Take Me Out to the Ballgame

First off an update regarding my Taylor Swift Moments blog from two weeks ago.  My very loyal fans—Charlotte, Brian, and Hoover, who drove from Virginia to Bellingham for the signing in Bellingham—are now safely back home in Virginia.  Their last day of driving was a grueling fifteen-hour one, but they managed to make it home ahead of the storm that was forecast to hit the area over the weekend.  

Brian and Charlotte are a lovely couple in their fifties.  Prior to the signing, we shared a delightful meal at Bellingham’s Rock and Rye Oyster House.  That was my first visit there, but I expect it won’t be my last.

On the way home, Charlotte kept me updated on their progress, and that made me think of October of 2001 when Bill and I made a similar roundtrip journey. Earlier that year I had agreed to attend a book festival in Memphis in October, but then 9/11 happened.  When we should have been making travel arrangements for that, air travel was very much … well … up in the air.  That’s when we decided to drive—from Seattle to Memphis and back.

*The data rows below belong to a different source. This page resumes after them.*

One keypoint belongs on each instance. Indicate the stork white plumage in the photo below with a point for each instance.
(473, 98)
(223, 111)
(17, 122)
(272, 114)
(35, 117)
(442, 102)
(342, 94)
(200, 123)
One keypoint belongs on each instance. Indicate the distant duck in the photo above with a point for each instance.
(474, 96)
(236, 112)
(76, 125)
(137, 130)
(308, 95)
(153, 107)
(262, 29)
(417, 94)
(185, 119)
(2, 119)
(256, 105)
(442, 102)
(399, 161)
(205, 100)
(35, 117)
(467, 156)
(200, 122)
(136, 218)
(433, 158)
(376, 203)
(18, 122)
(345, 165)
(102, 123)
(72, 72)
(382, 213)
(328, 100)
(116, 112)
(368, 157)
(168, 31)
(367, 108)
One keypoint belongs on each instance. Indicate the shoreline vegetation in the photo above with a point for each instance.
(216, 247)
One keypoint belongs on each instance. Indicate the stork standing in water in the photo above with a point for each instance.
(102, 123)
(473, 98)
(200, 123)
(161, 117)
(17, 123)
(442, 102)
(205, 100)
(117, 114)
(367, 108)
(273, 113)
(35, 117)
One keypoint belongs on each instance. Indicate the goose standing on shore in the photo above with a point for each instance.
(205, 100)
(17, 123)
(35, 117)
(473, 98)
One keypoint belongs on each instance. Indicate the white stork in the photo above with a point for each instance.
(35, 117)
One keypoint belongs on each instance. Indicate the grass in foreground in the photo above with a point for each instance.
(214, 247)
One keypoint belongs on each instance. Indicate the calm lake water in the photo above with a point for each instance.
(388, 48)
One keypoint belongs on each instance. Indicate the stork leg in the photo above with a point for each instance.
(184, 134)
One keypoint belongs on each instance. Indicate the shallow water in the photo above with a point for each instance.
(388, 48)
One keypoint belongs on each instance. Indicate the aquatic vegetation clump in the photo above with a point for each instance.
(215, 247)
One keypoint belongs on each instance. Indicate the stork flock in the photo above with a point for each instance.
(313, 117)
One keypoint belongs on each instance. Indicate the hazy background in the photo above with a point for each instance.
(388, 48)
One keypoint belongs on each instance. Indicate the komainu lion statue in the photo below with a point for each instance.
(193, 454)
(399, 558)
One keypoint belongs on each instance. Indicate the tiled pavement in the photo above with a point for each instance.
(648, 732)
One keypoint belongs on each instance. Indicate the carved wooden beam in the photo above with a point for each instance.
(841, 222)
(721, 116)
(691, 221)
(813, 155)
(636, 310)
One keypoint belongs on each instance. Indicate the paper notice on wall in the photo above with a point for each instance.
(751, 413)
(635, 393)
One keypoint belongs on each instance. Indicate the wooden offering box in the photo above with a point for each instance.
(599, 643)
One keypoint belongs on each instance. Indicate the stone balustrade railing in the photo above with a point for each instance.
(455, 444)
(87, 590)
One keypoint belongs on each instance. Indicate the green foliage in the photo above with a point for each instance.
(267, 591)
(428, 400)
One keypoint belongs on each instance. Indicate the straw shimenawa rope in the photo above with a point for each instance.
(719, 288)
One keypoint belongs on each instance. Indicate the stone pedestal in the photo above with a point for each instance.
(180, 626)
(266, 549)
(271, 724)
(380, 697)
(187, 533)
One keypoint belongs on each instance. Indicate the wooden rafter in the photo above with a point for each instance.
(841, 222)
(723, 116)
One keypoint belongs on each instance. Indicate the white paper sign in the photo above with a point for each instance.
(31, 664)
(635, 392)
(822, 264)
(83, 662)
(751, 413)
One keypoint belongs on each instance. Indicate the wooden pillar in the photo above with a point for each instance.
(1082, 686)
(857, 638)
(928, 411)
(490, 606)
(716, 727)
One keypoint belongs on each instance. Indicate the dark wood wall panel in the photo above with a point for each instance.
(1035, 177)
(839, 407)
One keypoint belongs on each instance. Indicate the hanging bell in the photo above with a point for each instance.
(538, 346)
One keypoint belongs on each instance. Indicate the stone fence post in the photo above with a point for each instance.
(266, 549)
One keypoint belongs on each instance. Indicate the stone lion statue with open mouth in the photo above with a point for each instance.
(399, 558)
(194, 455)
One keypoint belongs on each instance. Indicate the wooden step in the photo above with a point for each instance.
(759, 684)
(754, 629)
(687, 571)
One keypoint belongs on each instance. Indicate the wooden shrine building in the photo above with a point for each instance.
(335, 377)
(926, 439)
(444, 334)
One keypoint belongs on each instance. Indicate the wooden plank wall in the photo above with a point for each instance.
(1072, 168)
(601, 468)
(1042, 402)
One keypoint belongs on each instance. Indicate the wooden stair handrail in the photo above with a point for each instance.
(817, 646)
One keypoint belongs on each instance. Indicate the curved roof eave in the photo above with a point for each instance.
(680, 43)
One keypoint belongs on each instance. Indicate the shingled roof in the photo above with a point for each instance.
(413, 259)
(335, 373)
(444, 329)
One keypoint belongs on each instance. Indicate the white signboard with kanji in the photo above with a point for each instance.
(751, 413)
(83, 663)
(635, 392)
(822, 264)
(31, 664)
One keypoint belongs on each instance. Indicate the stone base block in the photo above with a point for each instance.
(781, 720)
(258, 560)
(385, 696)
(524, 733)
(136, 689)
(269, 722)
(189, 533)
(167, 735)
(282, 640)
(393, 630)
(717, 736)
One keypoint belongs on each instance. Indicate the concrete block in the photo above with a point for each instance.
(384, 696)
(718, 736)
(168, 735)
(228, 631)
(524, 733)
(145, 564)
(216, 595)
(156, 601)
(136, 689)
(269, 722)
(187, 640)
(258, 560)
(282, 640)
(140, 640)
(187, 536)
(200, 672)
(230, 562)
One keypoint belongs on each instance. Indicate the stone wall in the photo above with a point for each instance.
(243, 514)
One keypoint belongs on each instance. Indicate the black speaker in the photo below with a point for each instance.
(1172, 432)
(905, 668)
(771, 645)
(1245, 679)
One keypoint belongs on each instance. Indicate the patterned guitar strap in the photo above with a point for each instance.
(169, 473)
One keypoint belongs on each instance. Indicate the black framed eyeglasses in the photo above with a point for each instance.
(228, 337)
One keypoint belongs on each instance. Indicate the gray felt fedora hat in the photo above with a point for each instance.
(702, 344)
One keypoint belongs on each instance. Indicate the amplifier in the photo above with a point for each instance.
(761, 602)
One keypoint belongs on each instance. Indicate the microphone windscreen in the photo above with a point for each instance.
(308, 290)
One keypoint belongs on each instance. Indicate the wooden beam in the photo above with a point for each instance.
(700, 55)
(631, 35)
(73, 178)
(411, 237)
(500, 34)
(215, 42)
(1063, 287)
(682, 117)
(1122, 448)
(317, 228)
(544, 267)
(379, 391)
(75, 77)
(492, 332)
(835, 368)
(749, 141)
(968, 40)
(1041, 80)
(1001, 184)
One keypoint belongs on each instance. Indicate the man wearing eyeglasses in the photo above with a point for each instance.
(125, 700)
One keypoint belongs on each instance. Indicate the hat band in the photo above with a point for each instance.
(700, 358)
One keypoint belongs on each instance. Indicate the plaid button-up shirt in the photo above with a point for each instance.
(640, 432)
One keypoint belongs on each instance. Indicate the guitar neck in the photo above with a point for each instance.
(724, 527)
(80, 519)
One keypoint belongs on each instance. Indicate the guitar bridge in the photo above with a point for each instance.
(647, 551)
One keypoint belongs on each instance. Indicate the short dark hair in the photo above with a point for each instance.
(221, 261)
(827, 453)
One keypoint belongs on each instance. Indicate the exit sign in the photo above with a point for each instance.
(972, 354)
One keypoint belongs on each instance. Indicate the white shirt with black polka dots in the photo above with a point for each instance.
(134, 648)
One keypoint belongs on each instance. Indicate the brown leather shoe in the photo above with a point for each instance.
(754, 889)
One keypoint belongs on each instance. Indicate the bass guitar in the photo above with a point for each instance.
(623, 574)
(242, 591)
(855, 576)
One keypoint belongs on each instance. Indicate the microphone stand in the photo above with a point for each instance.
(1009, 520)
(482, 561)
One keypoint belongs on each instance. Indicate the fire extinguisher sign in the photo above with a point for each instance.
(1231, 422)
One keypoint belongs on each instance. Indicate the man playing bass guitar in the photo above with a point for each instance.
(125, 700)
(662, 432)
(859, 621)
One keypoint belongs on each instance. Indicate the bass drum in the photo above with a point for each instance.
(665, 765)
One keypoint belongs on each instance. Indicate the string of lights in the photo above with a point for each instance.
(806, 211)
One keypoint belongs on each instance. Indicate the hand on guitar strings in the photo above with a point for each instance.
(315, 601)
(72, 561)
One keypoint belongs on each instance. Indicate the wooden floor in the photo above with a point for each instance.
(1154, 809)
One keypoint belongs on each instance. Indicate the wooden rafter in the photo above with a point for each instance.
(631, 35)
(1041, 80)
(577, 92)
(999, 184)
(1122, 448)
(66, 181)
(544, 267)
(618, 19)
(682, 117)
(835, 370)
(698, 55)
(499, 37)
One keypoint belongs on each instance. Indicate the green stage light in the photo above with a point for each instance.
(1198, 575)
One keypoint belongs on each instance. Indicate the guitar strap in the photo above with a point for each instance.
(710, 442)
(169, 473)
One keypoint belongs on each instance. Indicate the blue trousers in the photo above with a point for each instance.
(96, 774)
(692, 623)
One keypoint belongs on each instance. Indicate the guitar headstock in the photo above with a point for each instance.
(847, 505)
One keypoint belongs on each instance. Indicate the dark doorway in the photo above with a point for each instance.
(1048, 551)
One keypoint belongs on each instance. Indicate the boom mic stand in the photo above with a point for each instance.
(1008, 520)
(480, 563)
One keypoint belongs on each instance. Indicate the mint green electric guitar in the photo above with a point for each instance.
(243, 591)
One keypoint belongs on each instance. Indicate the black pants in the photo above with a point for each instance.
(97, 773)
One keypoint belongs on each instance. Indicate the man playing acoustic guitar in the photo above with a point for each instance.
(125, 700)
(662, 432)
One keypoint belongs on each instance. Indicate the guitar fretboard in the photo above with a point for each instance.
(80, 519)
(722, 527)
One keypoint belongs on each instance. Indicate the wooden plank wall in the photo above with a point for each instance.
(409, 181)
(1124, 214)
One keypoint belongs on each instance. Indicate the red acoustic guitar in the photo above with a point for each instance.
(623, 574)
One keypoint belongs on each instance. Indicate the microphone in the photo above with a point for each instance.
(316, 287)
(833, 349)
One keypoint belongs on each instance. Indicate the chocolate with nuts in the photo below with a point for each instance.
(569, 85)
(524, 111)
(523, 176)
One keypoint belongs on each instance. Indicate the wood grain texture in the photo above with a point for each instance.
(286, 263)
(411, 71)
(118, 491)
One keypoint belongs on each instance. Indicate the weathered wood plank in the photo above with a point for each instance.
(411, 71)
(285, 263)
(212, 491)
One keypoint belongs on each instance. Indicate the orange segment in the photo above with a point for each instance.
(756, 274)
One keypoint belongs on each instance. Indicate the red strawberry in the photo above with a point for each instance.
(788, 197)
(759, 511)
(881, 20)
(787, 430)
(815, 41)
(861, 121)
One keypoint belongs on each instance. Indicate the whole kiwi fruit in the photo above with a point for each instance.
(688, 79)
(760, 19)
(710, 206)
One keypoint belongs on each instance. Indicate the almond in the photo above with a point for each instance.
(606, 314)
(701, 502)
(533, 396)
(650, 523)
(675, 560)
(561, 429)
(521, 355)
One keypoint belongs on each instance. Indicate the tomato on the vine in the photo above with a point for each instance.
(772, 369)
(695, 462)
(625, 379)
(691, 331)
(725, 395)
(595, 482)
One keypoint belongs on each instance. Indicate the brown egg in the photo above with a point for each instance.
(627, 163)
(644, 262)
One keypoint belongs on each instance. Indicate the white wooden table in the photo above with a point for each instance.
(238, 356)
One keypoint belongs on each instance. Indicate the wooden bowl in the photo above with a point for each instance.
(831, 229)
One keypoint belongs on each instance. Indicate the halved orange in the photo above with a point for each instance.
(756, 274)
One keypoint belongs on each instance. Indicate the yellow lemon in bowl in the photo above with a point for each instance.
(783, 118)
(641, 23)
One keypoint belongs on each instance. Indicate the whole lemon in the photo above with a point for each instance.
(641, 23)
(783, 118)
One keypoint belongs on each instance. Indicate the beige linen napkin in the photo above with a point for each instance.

It’s a long trip.  As we went, we tuned into one radio station after another, but the content was all the same.  The wreckage of the World Trade Center was still smoldering, and that’s all anyone on the news was discussing.  

Earlier that year, while on tour in Boston, I was having a solo lunch in my hotel when a group consisting of a man and a woman accompanied by two girls, both of them not quite teenagers, walked into the restaurant.  When I’m in those situations, I tend to watch people.  In this case, it soon became apparent that the two adults were in the early stages of a romantic relationship while their two respective daughters were simply along for the ride, with the adults seated in one booth and the girls in the one next door.  While the adults were busy getting acquainted, what were the girls doing?  Both of them had their noses buried in individual copies of the most recent Harry Potter book.

I knew about the Harry Potter books, of course, but I had never read one  When my new book happened to come out at the same time one of those was published, I could just as well have stayed home rather than going out on tour.  But somewhere on Bill’s and my long drive between here and Memphis, we went into a bookstore and bought the first book in the Harry Potter series—on cassette tape, by the way.  At the time eight-tracks were over and CDs didn’t exist back. Neither did streaming for that matter.

For the remainder of the trip we spent the time being caught up in J.K. Rowling’s world.  When we went into restaurants, 9/11 was still the only topic of conversation, but at our table, Bill and I were discussing the rules of Quidditch and the many good-versus-evil goings on in Harry Potter’s young life. We finished listening to the last available book in the series at the time in a parking lot outside our hotel in Boise on our way home.  That was my first experience with audio books, and I was amazed how listening to stories helped the miles roll by.

Now please forgive me for going off on a tangent and deviating from the story you thought I was telling because, as it turns out, something else was happening in October of 2001—the Major League Baseball playoffs.  I am not a fan of baseball.  At Greenway School in Bisbee, Arizona, in the fifties, every October, at the insistence of the PE teacher, all students from fourth grade up were herded into the auditorium where we were required to watch and KEEP SCORE for each game of the World Series.

The TV set on the stage was a console and probably the largest screen available at the time—21 inches, but for someone who was severely nearsighted, the action on that sickly green screen wasn’t at all accessible.  I had to keep asking people what had happened so I could fill in my score sheet. The only words I remember the announcers saying during the course of those World Series punishment sessions and the ones that remain with me to this day were these:  No runs, no hits, no errors, and no one left on base.  

So on Bill’s and my Seattle to Memphis sojourn, while stopping for a meal at a bar/restaurant somewhere in Mississippi, we were astonished to see that not only was there a Major League Baseball game playing on the TV set over the bar, the Seattle Mariners were in it.  So we stayed and watched until it was over—and the Mariners lost.  And that’s the last time I watched a baseball game on TV, until this past week—some twenty-four years later.

Yes, Bill and I watched that FIFTEEN INNING marathon between the Seattle Mariners and Detroit Tigers from beginning to end. As soon as the Mariners won, I knew there was more baseball in my immediate future.  Over the weekend, we watched the first two play-off games between the Mariners and the Blue Jays, and I’m sure we’ll be watching the third one tomorrow at five PM.

So remember that old song?

Take me out to the ballgame.
Take me out to the crowd.
Buy me some peanuts and Cracker Jacks
I don’t care if I never come back
Let me root, root, root for the home team.
If they don’t win it’s a shame,
‘Cause it’s one, two, three strikes your out
At the old ball game.

By the way, does anybody still eat Cracker Jacks and, if so, does each box still have a prize in it?